9. Le droit d’un groupe ethnique ou religieux quelconque de posséder le territoire du Moyen-Orient appelé la « Terre sainte » ne peut pas être justifié par les Écritures. En fait, les promesses d’un pays faites à Israël dans l’Ancien Testament ont été accomplies avec Josué (Jos 21.43-45). Le Nouveau Testament parle clairement de manière prophétique de la destruction du second temple en l’an 70 apr. J.-C. (Mt 24.1-2; voir aussi Mc 13.1-2; Lc 21.20-24). Aucun écrivain du Nouveau Testament ne prévoit un retour d’un Israël ethnique dans le pays comme les prophètes de l’Ancien Testament l’avaient annoncé après la destruction du premier temple en 586 av. J.-C. (Lc 21.24).

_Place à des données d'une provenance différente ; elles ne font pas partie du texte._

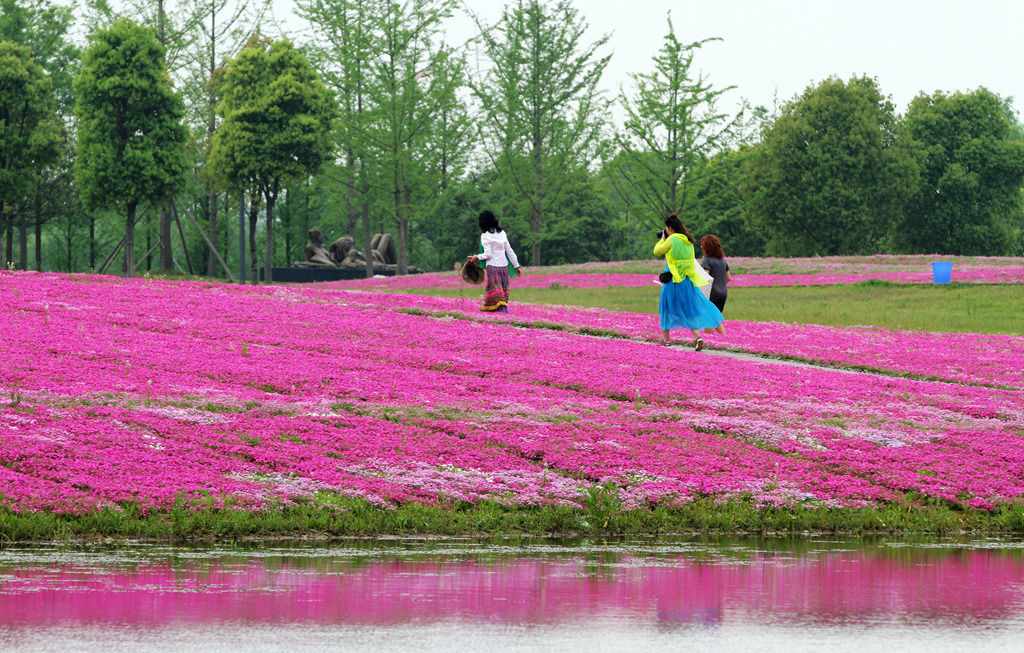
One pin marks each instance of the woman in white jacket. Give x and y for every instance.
(501, 262)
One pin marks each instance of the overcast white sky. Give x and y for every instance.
(775, 48)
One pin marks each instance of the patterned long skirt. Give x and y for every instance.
(496, 295)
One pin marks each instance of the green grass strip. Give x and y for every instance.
(360, 519)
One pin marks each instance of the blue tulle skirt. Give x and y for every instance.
(684, 306)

De plus, dans le Nouveau Testament, les promesses de l’Ancienne Alliance au sujet du pays sont invariablement et délibérément développées de manière à montrer la domination universelle de Jésus (Ex 20.12; Ép 6.2-3; Gn 12.1; Rm 4.13; Ps 37.11; Mt 5.5; Ps 2.7-8), qui règne depuis le ciel sur le trône de David, invitant par l’Évangile toutes les nations à participer à sa domination universelle et éternelle (Ac 2.29-32).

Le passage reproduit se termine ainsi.